In order to keep up with the levels of innovation, sustainability and digitalisation required to serve its customers around the globe, the business needed to grow. “We set a target,” he reveals. “We want to double our revenue by 2025.”
“We’re actually a little bit too small to be big, and too big to be small.”
Just over one year into the ambitious plan, Lars admits that it’s been a little daunting. “But we are building confidence because we are actually doing it,” he confirms. The segments where the company can achieve market leadership have been identified as decorative coatings, energy, infrastructure and marine. “It’s about spending our time, our money and our focus on where we can build a significant presence and where we can be a sustainability leader.”
Much of this growth is projected to come from mergers and acquisitions. “We’ve been on a clear mission to find other companies who could strengthen our positions in the customer segments or geographies where we believe we can make an impact,” he says.
The business has already made some important plays. Last year, the purchase of two important brands was completed: Wattyl Australia and New Zealand (acquired from The Sherwin-Williams Company, the largest paint and coatings company in the world) and Britain’s Farrow & Ball, the luxury decorative paint and wallpaper company that shares Hempel’s sustainability principles.

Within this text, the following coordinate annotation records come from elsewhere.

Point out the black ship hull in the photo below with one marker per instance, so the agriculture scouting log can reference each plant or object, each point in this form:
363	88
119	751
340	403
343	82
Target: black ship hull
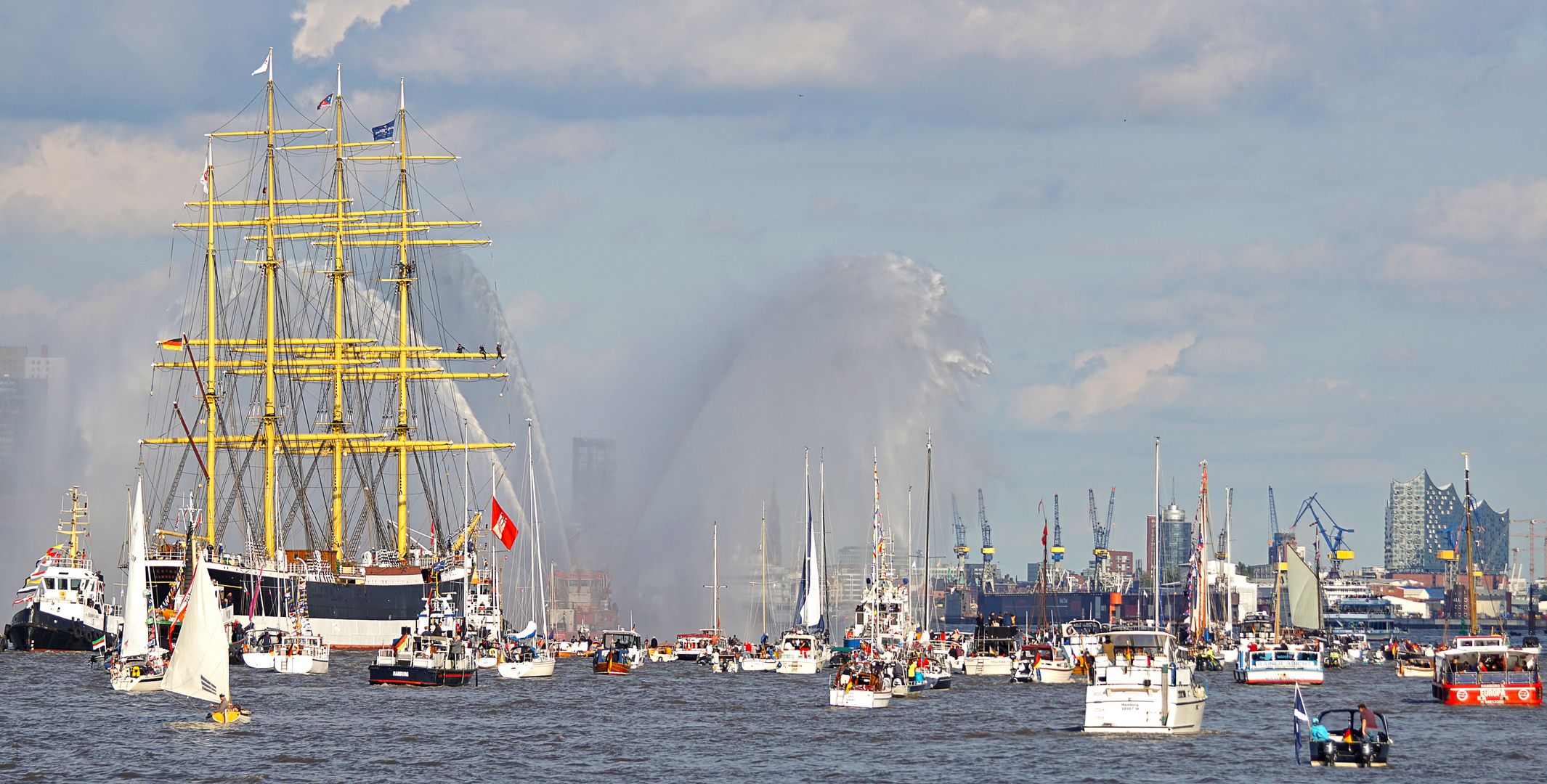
420	676
33	630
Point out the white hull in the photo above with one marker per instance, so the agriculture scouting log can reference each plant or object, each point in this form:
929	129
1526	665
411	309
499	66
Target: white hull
1054	674
856	698
259	661
1137	710
988	666
797	667
1258	676
537	669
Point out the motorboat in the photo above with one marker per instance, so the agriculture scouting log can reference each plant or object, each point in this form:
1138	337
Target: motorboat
1280	663
1485	670
1349	746
424	661
1142	682
859	690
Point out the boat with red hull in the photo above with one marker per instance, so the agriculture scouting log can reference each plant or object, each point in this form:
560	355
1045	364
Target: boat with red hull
1485	670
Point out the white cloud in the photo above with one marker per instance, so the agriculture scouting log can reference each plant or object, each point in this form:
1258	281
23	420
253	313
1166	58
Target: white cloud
1500	211
97	183
325	22
1108	379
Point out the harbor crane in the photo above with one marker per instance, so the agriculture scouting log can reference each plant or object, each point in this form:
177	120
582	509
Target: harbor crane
1336	550
1057	534
961	542
1100	534
988	539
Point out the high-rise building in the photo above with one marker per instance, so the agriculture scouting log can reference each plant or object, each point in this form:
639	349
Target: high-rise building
593	489
31	401
1424	518
1176	543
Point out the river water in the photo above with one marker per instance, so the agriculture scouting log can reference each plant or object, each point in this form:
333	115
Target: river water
676	722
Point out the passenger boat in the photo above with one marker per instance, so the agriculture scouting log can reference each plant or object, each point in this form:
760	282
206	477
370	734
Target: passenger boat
200	666
800	653
1147	685
1485	670
139	662
1284	662
424	661
1347	744
994	650
610	662
62	599
858	690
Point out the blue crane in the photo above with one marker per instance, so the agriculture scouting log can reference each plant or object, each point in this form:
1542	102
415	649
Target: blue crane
1057	532
983	521
1336	550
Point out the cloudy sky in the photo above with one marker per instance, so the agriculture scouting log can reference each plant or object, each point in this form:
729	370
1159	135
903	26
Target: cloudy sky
1299	240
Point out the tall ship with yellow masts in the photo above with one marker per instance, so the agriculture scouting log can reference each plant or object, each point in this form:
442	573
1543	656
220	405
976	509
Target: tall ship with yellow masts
305	409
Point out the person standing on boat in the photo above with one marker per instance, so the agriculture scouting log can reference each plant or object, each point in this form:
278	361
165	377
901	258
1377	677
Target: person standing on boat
1368	722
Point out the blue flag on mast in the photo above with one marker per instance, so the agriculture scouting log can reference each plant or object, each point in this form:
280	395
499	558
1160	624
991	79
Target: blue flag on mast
1300	716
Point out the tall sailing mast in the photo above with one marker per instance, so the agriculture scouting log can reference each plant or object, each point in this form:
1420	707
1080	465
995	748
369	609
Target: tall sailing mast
338	361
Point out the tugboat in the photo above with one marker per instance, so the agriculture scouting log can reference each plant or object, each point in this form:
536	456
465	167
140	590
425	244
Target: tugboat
424	661
1349	747
62	600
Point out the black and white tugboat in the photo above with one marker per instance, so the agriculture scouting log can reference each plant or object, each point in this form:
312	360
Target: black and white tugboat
424	661
62	603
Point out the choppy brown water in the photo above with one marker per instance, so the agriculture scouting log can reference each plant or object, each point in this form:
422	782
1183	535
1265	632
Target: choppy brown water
681	724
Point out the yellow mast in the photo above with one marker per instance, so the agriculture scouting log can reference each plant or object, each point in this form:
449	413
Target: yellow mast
211	404
404	274
269	279
336	424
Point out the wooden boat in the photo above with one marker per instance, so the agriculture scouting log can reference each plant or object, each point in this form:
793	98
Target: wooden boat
200	667
610	662
1347	746
424	661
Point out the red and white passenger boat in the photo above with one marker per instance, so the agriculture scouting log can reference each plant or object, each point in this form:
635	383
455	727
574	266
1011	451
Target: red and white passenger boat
1485	670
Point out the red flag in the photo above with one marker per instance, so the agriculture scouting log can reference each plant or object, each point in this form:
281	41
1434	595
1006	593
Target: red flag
503	526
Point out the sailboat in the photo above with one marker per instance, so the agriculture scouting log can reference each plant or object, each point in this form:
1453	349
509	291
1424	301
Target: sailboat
200	663
803	648
1283	661
139	663
62	600
532	659
331	407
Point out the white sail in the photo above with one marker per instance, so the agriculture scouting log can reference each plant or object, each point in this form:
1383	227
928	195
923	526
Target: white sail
811	611
137	637
1304	592
198	666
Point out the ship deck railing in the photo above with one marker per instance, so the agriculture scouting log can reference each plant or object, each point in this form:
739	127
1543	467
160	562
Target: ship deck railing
1471	679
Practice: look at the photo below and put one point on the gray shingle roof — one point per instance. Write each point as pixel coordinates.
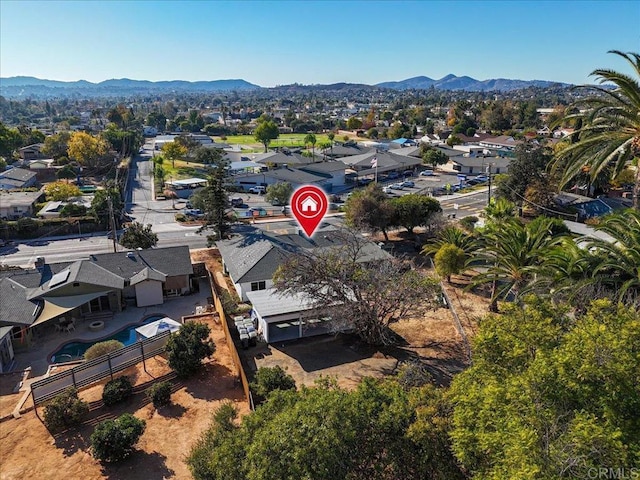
(171, 261)
(16, 309)
(19, 199)
(324, 167)
(19, 174)
(81, 271)
(254, 255)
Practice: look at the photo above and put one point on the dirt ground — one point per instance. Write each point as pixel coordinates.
(27, 450)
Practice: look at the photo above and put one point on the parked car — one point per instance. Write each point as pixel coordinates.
(257, 212)
(258, 189)
(193, 212)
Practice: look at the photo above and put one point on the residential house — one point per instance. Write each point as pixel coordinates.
(31, 152)
(15, 205)
(251, 257)
(101, 284)
(334, 172)
(40, 163)
(296, 177)
(17, 179)
(502, 142)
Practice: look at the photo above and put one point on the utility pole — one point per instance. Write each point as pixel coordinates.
(112, 221)
(489, 191)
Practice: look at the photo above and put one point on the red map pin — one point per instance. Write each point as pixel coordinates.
(309, 205)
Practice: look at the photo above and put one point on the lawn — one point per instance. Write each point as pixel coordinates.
(284, 140)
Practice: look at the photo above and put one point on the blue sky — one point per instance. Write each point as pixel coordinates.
(273, 43)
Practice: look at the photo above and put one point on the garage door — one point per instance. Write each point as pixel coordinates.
(279, 332)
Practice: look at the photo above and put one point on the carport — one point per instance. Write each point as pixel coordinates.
(282, 318)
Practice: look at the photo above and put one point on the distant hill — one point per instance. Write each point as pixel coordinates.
(452, 82)
(31, 87)
(35, 87)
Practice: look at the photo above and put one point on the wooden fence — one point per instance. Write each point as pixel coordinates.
(95, 370)
(217, 302)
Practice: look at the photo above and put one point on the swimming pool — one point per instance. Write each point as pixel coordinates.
(75, 350)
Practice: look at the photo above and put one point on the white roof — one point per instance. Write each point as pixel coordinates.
(269, 302)
(154, 328)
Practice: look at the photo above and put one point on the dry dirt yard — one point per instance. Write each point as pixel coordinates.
(28, 451)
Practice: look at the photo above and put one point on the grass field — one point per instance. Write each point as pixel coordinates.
(284, 140)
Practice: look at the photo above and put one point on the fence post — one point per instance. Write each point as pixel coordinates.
(144, 364)
(109, 362)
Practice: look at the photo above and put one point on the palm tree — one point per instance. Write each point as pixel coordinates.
(311, 138)
(511, 256)
(608, 127)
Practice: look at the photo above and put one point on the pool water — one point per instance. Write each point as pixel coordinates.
(75, 350)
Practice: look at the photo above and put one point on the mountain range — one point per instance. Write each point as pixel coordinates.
(451, 82)
(12, 87)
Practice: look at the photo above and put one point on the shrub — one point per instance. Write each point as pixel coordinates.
(113, 440)
(65, 410)
(160, 394)
(102, 348)
(117, 390)
(187, 348)
(468, 223)
(268, 379)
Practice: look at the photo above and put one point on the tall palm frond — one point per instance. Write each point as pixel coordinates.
(512, 255)
(608, 133)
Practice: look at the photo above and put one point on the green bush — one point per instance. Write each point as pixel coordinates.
(268, 379)
(117, 390)
(160, 394)
(187, 348)
(102, 348)
(113, 440)
(64, 411)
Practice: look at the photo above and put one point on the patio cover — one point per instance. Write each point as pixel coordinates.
(56, 306)
(165, 324)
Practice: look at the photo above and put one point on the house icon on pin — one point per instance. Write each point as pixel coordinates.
(309, 205)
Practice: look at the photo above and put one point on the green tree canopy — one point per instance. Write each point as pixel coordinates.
(266, 131)
(415, 210)
(87, 149)
(173, 151)
(607, 136)
(187, 348)
(138, 235)
(449, 260)
(549, 395)
(378, 431)
(370, 209)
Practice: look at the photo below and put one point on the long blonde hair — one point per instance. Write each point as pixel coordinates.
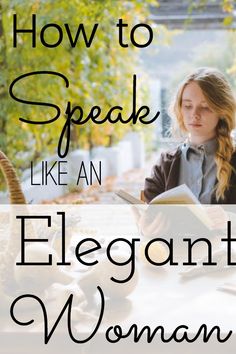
(219, 96)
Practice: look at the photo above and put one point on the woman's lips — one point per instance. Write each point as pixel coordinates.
(195, 125)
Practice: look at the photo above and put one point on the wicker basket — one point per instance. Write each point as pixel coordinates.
(8, 250)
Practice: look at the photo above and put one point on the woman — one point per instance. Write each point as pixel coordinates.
(205, 109)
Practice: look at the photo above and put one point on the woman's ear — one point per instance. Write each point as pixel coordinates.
(222, 126)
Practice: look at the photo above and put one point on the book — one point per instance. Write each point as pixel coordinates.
(180, 195)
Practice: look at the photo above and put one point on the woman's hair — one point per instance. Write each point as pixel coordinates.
(219, 96)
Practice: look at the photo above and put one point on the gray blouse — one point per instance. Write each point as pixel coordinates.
(198, 169)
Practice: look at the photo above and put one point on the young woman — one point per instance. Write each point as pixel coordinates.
(206, 162)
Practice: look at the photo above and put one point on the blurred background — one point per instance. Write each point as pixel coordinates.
(187, 34)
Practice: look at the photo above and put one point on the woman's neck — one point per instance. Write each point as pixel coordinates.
(199, 140)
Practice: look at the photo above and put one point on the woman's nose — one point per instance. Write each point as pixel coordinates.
(196, 113)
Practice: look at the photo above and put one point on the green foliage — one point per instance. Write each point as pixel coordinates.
(99, 75)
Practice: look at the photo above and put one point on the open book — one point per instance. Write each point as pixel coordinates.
(178, 195)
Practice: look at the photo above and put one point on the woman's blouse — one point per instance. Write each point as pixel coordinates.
(198, 169)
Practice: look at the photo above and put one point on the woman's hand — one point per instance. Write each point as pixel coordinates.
(151, 222)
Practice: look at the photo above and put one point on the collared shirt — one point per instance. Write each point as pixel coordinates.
(198, 169)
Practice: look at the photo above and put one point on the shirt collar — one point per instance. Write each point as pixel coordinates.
(209, 148)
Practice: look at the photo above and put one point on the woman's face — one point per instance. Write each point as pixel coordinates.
(199, 119)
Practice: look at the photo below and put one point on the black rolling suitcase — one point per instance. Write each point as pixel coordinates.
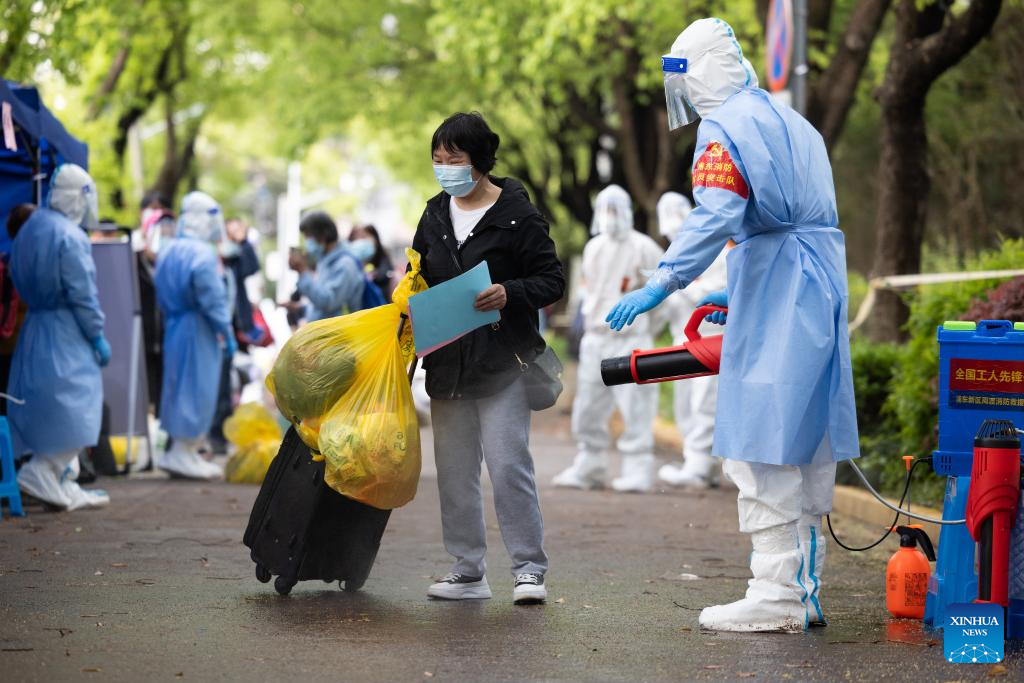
(302, 529)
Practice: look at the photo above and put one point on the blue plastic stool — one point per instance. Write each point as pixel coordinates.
(8, 482)
(954, 579)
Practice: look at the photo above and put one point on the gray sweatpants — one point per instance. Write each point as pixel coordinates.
(497, 430)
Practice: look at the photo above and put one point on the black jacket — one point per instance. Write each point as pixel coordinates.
(512, 238)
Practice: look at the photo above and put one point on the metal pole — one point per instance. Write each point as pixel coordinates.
(800, 55)
(136, 338)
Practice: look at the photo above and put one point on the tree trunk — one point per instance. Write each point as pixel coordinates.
(834, 92)
(903, 187)
(928, 42)
(177, 161)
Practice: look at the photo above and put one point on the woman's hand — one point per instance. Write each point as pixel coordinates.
(493, 298)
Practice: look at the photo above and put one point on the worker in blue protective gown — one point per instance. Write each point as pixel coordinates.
(198, 335)
(785, 408)
(60, 348)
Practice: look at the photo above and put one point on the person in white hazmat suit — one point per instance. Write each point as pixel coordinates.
(694, 399)
(60, 349)
(785, 410)
(614, 261)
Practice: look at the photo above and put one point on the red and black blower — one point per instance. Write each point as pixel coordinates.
(991, 505)
(699, 356)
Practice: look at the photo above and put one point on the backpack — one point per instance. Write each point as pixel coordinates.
(372, 294)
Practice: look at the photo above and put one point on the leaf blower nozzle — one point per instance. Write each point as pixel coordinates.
(697, 357)
(991, 505)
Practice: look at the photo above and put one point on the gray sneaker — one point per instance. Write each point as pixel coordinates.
(460, 587)
(529, 590)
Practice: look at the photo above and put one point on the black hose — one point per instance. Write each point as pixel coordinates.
(906, 492)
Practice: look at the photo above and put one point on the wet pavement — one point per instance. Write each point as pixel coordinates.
(159, 587)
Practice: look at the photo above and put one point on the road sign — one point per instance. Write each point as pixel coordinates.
(779, 40)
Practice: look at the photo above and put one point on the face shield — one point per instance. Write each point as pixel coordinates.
(73, 194)
(201, 218)
(612, 213)
(680, 112)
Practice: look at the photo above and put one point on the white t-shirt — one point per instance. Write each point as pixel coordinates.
(464, 221)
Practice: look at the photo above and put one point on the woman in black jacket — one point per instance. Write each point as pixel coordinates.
(479, 409)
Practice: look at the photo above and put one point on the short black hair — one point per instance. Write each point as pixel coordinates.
(320, 226)
(16, 218)
(469, 133)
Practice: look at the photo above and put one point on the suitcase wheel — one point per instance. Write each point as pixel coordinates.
(283, 586)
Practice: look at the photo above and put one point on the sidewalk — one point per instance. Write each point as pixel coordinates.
(159, 587)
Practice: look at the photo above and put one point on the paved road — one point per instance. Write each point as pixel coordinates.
(158, 587)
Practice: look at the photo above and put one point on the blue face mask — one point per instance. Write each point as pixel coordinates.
(363, 249)
(313, 249)
(456, 180)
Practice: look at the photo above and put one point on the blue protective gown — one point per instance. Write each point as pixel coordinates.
(786, 380)
(190, 292)
(54, 369)
(337, 287)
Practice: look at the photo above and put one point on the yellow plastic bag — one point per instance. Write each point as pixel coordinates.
(412, 284)
(257, 436)
(368, 431)
(314, 369)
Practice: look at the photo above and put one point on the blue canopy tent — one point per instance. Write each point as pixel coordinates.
(41, 144)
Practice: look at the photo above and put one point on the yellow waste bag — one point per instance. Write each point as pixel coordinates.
(357, 411)
(412, 284)
(257, 436)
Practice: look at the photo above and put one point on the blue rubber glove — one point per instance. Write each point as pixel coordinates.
(230, 346)
(634, 303)
(720, 298)
(102, 350)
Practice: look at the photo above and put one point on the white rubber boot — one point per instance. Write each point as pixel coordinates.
(638, 474)
(774, 599)
(183, 461)
(80, 498)
(812, 546)
(588, 471)
(40, 478)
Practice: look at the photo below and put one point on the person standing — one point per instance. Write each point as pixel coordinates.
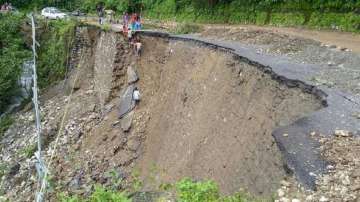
(100, 11)
(125, 19)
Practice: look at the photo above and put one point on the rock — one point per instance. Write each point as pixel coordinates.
(342, 133)
(133, 144)
(285, 183)
(132, 75)
(355, 188)
(309, 198)
(346, 180)
(330, 63)
(126, 121)
(356, 173)
(283, 199)
(330, 167)
(14, 169)
(115, 123)
(323, 199)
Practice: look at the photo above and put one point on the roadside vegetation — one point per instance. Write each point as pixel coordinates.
(56, 39)
(186, 190)
(13, 52)
(343, 15)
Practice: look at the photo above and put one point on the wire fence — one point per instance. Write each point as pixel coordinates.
(40, 166)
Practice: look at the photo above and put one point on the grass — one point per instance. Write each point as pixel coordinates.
(349, 22)
(186, 190)
(99, 195)
(5, 124)
(28, 151)
(187, 28)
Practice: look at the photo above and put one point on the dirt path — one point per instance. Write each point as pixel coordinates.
(340, 39)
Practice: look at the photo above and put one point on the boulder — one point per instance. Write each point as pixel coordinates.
(132, 75)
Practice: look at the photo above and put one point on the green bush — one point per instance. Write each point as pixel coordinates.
(100, 195)
(187, 28)
(13, 53)
(5, 123)
(54, 52)
(29, 150)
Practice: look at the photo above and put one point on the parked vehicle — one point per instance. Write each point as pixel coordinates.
(52, 13)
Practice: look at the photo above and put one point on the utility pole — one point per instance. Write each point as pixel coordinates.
(40, 167)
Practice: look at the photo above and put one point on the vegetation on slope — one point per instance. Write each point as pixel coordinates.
(185, 190)
(56, 41)
(12, 54)
(336, 14)
(55, 38)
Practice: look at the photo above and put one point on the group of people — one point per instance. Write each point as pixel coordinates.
(6, 7)
(131, 24)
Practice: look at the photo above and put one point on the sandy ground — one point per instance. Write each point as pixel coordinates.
(341, 39)
(211, 117)
(334, 67)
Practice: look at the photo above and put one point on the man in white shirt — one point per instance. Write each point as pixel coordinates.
(138, 48)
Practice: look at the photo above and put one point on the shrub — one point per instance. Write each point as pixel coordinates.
(13, 53)
(5, 124)
(100, 195)
(56, 42)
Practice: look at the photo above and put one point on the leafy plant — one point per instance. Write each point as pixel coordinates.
(187, 28)
(5, 124)
(13, 53)
(29, 150)
(100, 195)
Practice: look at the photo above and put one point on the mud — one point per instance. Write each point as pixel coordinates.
(205, 114)
(336, 67)
(212, 116)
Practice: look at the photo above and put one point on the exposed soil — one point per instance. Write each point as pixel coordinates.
(211, 117)
(204, 114)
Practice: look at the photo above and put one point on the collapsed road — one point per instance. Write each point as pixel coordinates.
(299, 149)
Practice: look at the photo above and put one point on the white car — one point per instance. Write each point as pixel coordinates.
(52, 13)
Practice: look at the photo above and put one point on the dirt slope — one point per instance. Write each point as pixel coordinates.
(204, 114)
(211, 117)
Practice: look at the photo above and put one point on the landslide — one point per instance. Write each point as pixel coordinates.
(211, 117)
(204, 113)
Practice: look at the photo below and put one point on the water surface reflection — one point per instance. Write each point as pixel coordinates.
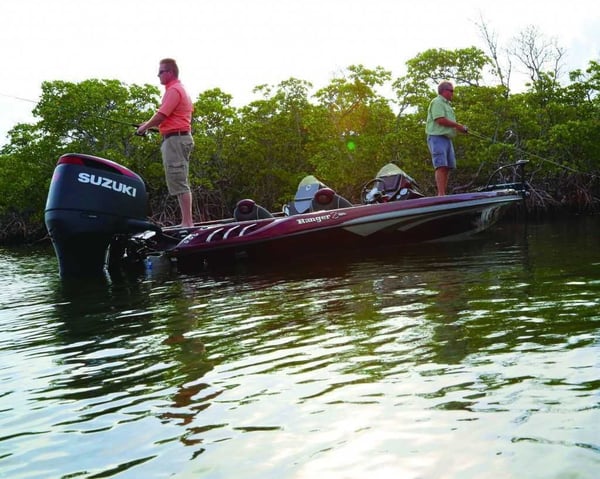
(476, 359)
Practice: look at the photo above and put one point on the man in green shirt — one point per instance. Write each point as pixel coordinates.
(441, 127)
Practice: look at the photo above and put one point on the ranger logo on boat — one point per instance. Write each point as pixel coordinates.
(107, 183)
(319, 219)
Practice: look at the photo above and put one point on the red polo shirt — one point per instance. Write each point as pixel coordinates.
(177, 107)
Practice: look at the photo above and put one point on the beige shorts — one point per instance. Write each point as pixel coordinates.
(176, 152)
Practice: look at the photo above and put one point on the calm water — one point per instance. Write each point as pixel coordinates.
(470, 360)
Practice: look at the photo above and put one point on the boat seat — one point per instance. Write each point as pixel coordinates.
(248, 210)
(327, 199)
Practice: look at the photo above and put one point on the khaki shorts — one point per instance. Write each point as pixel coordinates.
(176, 152)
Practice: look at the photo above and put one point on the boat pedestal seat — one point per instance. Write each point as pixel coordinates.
(248, 210)
(327, 199)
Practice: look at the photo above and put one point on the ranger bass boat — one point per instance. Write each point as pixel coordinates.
(96, 215)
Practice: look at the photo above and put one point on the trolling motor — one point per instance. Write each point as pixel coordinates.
(91, 200)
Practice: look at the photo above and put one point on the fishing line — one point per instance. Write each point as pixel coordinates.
(510, 134)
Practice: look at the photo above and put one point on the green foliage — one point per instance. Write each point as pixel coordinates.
(343, 134)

The target may be to double the company’s revenue, but Lars is clear that this isn’t to come at the sacrifice of its environmental footprint. In 2025, the same year it hopes to achieve its financial objectives, Hempel has also set a goal of carbon neutrality across its operations.
Among the other targets in its Futureproof sustainability framework, Hempel promises to engage systematically with its customers to establish sustainability partnerships. Collaboration is at the core of Lars’s agenda.
“When I meet with customers, I ask what their sustainability challenge is,” he shares. After all, he reasons, everybody has one. “Some would like to use less paint; others would like to work with a supplier who can take back surplus products.”
In the beginning, he wasn’t always able to offer an answer. “But now we are really starting to have the solutions,” he says.
“To double in size and to make sure we embed sustainability is actually a business transformation.”
Lars admits that, for his younger self, sustainability wasn’t at the top of his mind. Today, inspired by his children, he is aware he has the influence to drive change. Along with environmental actions, Hempel’s Futureproof framework also includes provisions to ramp up its culture through safety, fairness, inclusivity and healthier working practices.
Last year, the company added its name to The Valuable 500, a global community campaigning for disability inclusion. “We want to be an inclusive place to work for people with different disabilities,” Lars explains in a video shared across Hempel’s social media.
For the company to achieve these two big goals, Lars appreciates that a foundational shift will have had to occur. “To double in size and to make sure we embed sustainability is actually a business transformation,” he concedes.
However, with his legacy at the back of his mind, both are set firmly in his sights. “It’s about trying to hit those two targets before I can leave Hempel to the younger talent in this group.”